In jungen Jahren kam Barretta als Gastarbeiter in die Schweiz. Schon in den Neunzigern scharte er Jünger um sich. Dass ihr Meister es nur zum Hilfsarbeiter gebracht hatte, darüber sahen sie ehrfürchtig hinweg. Schließlich erschien ihnen, wenn man nur glaube, in Barretta das "Werkzeug Gottes". Auch Helg Russak gehörte zum Kreis seiner Adepten.

Weil aber der Meister trotz himmlischer Eingebung offenbar keine Lottozahlen voraussagen mochte, lieferten die Gläubigen Barrettas jeden Monat einen Teil ihres Gehalts ab. Angeblich für ein Therapiezentrum für Alte und Kranke in Italien, das allerdings wohl nie einer zu sehen bekam. Dafür empfingen die weiblichen Sektenanhänger einen Gotteslohn: Sex mit Barretta. "Er sagte, sein Sperma sei das Blut Jesu Christi", erinnerte sich eine Ex-Geliebte im Zürcher "Tages-Anzeiger". "Hatten wir Sex, sagte er mir immer, er heile mich damit."
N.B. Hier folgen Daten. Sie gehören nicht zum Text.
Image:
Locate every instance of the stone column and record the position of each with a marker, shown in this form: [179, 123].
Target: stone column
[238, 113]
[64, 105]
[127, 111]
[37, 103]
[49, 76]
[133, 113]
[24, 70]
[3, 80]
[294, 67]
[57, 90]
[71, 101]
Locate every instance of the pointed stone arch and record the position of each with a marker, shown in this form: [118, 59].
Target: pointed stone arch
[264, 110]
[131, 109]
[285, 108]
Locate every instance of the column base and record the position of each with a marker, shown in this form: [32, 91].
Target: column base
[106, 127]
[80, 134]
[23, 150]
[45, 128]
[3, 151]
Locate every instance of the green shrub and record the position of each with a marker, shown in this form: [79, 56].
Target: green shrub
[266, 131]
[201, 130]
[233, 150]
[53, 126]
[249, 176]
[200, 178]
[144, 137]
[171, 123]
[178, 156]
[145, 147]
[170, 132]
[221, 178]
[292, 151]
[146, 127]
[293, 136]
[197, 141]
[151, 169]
Später folgten ihm Jünger in die Abruzzen, nach Pescosanonesco, wo er die Männer zum Arbeiten auf den Bau schickte, die Frauen in das luxuriöse Landhotel, das er hier gebaut hatte. "Die Anhänger waren psychologisch beeinflusst und wurden wie Sklaven für Arbeiten benutzt", heißt es dazu in der italienischen Ermittlungsakte. Einer dieser Ergebenen aber war dem Meister offenbar zu schade fürs schnöde Schuften. Helg Sgarbis Talente, so vermuten die Fahnder, sollten sich anders verzinsen.

Sgarbi wird der Frauenflüsterer. Spätestens seit 2001 schleicht er sich mit seinem Charme und seinen Lügen in die Träume von begüterten Damen, die sich trotz ihres Reichtums verloren glauben, verloren an den Alltag, an das Alter, verloren an die Agonie ihres vollversorgten Daseins.
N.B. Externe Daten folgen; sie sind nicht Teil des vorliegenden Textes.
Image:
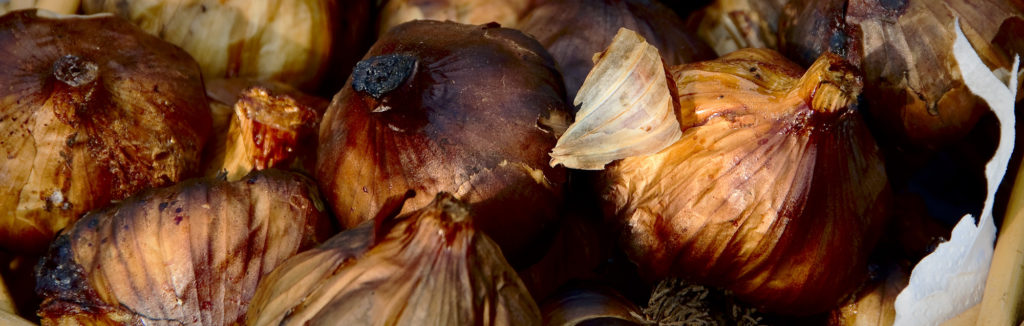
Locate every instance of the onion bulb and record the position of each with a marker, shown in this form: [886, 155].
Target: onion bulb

Eine der Ersten, die von dem Illusionisten der großen Gefühle brutal desillusioniert werden: die Comtesse Verena du Pasquier-Geubels, die den ersten Teil ihres Namens und Vermögens einem seligen Graf du Pasquier verdankte, den zweiten einem ebenfalls verblichenen belgischen Medienzaren. Die Schweizer Gräfin, damals 83, inzwischen verstorben, residierte für eine Million Franken pro Jahr im Hôtel de Paris von Monte Carlo und regenerierte sich regelmäßig bei Besuchen des Edeljuweliers Van Cleef & Arpels. Dieser Umstand war auch aller Welt bekannt, nicht zuletzt durch eine Geschichte im SPIEGEL, der ihr 1997 den Besitz von "Diamanten so groß wie Erdbeeren" bescheinigt hatte. Sgarbi tauchte in Monte Carlo auf, schickte ihr Rosen in die Suite. Er bot ihr seine Hilfe an, als Jurist, als Banker. Dabei habe er trotz seiner 36 Jahre so lauter und rein gewirkt wie ein Internatsschüler, erinnert sich eine Vertraute der Gräfin. Es dauerte nicht lange, und die Comtesse glaubte wieder an die Liebe. Von Heirat war die Rede, und dann übertrug sie ihm einen großen Teil ihres Geldes. Angeblich einen zweistelligen Millionenbetrag in Franken, dazu als Zeichen größten Vertrauens den Wappenring mit der neunzackigen Grafenkrone derer du Pasquier.